Life they say is not a bed of roses, I say Life is what you make of it. Life has ups and downs, I see life as a stage that uses challenges and struggles to teach us great lessons. Over the years, I have only realised that my life is a result of the choices I made and the steps I took and the people I was surrounded by. Life doesn’t drop fortune or misfortune on you if you don’t ask for it, this journey called life is slow but steady.
Getting admission into University at the age of Sixteen took me very far away from home and the comfort of my mother, it made me realise that no one is ever really down for you except yourself, keep your dreams to yourself because not everyone cares and not everyone can be as supportive as you are. Torn between staying in a relationship with a man that proposed to me 😂😂 (i was only 17years old and marraige was not even close to the last thing on my mind) and a young boy around my age grade i settled for the young boy around my age grade and got myself disappointed woefully, i would cry and sulk in self-pity and shame, it made me feel as though i wasn’t beautiful and worth it. I went into prayer and fasting because i couldn’t find a way to get healed, I was hurt beyond measure. And I told God to keep mem away from me and only bring my husband as the next guy that comes into my life. Throwback to November 2016, when I thought my morning had come and I was set to wear my happy shoes 😊, it struck again and this hurt more than anything, it pierced not because I loved him but because it seemed like I had convictions from God, I dreamt, heard from God and I was sure he was the one. You don’t know how stupid and dangerous it is to still hang around a place that clearly states “no parking, no waiting, no loitering, no standing, keep going”.
Yes i felt used and all kinds of ill-feelings, depression struck for the first time i felt depressed, like the world was against me, like nothing was ever in my favour, i wanted to be by myself, hated the people around me, i cried everyday for months and had an eating disorder, for a while i thought what if I died? It would end my pain and hurt. God visited me and gave a special kind of calm to my storm, the hurt and pain didn’t disappear, the dreams persisited but i had to stop focusing on my dreams and focus on my healing.

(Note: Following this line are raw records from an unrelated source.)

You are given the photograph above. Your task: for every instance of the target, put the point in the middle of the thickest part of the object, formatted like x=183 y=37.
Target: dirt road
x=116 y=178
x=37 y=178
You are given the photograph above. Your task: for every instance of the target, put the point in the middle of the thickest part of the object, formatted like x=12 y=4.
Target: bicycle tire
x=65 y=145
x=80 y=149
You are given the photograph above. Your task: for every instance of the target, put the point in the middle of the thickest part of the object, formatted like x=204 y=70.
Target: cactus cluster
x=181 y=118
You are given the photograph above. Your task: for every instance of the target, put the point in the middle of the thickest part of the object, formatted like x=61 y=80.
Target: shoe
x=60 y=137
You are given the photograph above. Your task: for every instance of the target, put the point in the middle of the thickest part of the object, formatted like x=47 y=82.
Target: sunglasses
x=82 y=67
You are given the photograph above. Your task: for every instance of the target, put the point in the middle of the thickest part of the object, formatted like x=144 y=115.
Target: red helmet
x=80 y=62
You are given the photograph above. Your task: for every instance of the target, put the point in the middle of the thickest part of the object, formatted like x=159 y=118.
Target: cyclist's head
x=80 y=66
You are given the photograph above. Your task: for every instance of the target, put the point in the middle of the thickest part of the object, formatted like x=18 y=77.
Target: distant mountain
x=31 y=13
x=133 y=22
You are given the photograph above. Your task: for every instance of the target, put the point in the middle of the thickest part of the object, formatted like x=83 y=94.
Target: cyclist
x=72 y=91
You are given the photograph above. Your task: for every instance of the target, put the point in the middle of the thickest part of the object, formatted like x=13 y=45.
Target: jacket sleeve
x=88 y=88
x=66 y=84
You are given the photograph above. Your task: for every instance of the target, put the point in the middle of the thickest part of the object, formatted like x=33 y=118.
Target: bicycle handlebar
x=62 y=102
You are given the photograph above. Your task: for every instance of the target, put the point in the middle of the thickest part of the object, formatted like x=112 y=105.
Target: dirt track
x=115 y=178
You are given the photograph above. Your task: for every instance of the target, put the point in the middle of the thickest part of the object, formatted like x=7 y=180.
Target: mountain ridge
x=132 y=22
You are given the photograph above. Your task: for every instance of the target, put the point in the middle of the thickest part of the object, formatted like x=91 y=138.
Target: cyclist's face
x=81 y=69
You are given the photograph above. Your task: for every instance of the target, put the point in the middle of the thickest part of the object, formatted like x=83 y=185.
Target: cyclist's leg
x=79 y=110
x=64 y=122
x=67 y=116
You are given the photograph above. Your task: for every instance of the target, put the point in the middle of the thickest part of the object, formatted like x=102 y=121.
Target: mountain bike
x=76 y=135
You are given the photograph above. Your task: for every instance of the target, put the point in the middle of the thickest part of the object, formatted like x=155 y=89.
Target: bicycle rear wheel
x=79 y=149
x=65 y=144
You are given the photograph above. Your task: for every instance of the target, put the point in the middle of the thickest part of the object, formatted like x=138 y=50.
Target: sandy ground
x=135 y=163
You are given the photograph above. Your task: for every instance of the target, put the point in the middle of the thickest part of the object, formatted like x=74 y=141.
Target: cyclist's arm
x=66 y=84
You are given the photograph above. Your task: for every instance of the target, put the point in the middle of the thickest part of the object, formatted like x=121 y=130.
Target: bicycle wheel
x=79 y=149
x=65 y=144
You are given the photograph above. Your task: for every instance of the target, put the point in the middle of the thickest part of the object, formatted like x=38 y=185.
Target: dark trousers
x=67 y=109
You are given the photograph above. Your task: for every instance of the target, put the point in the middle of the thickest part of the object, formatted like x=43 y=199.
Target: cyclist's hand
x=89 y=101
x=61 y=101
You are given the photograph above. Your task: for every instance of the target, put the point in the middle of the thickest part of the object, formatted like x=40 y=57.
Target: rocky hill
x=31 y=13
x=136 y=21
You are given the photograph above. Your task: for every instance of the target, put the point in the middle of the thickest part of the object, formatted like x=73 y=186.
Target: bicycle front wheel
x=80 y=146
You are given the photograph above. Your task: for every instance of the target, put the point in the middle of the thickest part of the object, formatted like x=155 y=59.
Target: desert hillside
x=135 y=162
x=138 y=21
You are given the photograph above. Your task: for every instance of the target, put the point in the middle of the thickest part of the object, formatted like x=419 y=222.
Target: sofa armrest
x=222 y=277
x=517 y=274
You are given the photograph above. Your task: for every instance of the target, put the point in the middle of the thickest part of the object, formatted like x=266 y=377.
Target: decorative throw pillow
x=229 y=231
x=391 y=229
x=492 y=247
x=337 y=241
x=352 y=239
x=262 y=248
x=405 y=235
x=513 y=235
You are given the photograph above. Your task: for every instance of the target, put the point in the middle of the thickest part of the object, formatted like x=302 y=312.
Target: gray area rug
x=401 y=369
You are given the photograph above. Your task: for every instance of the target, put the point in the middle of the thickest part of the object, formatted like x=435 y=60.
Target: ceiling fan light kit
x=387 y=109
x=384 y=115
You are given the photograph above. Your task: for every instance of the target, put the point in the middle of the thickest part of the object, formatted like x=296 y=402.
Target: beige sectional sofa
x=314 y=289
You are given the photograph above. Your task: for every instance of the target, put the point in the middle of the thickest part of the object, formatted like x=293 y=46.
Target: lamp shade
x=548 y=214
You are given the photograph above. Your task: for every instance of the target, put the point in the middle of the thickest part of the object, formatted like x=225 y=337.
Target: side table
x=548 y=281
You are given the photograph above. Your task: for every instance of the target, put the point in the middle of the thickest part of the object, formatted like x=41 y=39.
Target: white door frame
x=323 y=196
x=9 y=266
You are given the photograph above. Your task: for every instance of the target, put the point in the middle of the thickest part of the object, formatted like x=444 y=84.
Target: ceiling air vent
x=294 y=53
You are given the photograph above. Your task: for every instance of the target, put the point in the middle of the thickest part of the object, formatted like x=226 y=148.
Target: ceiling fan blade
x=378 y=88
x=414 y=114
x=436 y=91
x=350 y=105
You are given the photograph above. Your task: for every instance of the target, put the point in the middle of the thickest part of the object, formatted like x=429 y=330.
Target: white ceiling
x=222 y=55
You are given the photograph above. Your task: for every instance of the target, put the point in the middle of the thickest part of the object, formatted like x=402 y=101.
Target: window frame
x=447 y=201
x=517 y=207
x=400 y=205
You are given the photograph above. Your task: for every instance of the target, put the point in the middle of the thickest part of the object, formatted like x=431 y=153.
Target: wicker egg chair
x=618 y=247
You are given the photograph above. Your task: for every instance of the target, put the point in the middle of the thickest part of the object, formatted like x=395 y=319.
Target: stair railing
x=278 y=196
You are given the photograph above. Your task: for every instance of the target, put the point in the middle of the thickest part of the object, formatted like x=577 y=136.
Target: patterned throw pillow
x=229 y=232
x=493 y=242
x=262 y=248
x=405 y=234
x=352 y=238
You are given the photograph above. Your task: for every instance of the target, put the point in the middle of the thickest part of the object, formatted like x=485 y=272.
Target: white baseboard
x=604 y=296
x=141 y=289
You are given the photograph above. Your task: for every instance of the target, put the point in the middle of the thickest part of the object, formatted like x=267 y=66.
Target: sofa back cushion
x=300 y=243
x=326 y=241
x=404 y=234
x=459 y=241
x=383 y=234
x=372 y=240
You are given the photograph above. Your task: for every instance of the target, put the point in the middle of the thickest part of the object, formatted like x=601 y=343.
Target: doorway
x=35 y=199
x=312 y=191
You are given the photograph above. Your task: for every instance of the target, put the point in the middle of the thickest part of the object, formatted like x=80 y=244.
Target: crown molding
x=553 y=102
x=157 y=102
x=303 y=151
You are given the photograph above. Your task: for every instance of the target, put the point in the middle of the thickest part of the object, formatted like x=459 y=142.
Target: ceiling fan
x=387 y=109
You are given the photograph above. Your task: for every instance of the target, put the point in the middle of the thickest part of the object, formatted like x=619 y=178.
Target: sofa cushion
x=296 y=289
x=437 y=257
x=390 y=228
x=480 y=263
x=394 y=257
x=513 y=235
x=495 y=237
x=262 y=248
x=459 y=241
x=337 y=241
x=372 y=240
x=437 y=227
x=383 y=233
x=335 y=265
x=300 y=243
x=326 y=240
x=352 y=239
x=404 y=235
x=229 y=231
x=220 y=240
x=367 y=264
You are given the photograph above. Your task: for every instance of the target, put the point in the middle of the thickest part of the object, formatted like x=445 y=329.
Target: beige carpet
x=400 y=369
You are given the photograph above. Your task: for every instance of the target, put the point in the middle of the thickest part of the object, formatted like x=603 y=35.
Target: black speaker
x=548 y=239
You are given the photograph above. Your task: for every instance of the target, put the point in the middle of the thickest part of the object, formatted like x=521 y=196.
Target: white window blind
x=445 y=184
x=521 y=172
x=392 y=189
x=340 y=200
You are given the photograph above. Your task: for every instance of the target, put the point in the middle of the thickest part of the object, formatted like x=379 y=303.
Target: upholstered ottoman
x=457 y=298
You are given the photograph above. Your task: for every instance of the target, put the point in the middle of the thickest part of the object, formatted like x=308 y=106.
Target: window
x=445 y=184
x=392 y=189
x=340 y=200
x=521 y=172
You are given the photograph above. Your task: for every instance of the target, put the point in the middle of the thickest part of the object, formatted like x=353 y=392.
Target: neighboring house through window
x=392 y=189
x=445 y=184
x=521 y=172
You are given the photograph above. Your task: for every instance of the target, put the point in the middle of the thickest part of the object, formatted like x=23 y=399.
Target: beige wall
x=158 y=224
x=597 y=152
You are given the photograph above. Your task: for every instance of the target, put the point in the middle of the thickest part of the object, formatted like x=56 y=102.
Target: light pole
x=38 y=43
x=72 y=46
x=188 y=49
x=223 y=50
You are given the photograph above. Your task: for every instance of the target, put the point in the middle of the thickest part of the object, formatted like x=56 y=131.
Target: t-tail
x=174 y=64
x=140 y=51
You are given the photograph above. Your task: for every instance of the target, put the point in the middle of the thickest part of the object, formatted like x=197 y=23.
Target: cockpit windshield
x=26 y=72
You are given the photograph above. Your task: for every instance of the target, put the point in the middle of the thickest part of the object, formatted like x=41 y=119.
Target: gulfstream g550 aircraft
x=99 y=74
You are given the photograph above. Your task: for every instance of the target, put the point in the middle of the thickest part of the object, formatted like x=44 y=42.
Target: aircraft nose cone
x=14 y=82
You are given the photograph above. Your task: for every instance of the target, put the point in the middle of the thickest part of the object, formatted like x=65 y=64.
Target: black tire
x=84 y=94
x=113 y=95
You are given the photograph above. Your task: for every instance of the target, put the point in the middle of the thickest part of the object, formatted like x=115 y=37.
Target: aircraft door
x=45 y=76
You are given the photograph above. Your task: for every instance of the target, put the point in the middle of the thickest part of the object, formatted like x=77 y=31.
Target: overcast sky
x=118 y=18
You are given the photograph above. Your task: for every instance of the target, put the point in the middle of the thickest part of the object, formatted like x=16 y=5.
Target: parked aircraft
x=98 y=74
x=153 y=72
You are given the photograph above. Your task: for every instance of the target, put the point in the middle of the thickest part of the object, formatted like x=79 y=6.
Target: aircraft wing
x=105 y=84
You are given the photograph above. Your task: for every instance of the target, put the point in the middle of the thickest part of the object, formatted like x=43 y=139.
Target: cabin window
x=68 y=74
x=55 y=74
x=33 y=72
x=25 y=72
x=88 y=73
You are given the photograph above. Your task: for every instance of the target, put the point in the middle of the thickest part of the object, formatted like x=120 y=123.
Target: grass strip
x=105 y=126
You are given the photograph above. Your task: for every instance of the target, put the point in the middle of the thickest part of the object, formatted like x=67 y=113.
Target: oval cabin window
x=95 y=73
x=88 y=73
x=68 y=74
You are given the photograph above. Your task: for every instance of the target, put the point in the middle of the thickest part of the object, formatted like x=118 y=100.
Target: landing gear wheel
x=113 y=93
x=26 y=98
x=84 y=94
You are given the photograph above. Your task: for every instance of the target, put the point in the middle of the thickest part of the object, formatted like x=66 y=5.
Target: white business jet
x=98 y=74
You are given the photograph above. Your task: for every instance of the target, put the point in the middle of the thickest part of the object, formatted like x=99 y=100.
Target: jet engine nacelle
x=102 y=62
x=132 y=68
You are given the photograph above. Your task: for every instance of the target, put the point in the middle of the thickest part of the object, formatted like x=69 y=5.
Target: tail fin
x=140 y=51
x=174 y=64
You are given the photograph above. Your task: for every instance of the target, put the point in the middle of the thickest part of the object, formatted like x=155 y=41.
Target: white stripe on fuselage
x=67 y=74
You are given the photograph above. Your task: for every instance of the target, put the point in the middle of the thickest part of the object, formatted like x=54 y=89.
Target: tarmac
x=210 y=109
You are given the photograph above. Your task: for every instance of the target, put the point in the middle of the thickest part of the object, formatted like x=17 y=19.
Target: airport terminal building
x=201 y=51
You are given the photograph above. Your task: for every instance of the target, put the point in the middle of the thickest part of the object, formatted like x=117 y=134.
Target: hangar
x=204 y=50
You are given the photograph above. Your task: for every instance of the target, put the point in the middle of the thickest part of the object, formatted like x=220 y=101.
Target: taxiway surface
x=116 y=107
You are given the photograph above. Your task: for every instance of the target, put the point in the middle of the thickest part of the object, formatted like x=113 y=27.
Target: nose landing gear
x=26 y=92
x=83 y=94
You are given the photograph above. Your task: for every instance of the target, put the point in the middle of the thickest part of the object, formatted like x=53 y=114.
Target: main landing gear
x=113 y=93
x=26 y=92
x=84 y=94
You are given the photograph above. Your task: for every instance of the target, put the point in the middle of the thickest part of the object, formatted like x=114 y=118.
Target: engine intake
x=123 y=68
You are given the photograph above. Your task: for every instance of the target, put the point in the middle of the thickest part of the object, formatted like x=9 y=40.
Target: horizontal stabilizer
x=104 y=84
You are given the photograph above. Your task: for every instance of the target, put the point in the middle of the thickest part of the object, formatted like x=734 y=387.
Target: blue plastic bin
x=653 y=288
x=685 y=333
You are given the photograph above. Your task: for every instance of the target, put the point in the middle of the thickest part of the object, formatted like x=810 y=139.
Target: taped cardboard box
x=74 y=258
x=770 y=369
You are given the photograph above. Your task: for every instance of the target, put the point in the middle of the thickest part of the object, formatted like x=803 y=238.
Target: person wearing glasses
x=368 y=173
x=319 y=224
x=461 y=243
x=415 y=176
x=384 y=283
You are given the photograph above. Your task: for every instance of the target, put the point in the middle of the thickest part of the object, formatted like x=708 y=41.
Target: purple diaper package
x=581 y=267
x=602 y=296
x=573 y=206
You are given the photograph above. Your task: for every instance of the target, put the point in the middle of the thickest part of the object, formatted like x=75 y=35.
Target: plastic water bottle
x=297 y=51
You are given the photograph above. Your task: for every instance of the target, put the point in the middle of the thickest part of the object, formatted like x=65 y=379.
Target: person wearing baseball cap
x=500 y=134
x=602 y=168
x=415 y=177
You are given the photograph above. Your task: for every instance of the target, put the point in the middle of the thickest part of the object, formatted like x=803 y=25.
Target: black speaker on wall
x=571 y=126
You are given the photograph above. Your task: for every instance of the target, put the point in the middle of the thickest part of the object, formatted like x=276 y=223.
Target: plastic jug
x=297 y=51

The last thing you want to do is conclude that you aren’t worth it, the last thing you want to do is get depressed. Because while you live in pain, someone is out there living their dreams, someone is out there making a name for life, someone is out there making life for what it’s worth, someone is getting happiness. Life isn’t going to wait for you, life is going to move and you need to move too. You arent ugly, you don’t suck, you’re not awful, you’re not rejected, you’re not hated, you’re not miserable, you don’t carry badluck everywhere you go, but sometimes our struggles and challenges and pains pave the way for us, they light the way and there’s always owambe ( Party) on Saturdays. So don’t sleep in pain and regret, but live with happiness and strength each day, wake up every morning and get ready to fight through the day until you get to your destination. Fight with your eyes tightly closed to your stupidities and past and widely open to new opportunities and new beginnings. Heartbreaks build you, they don’t break you. Let your broken piece bring out the Gold in you.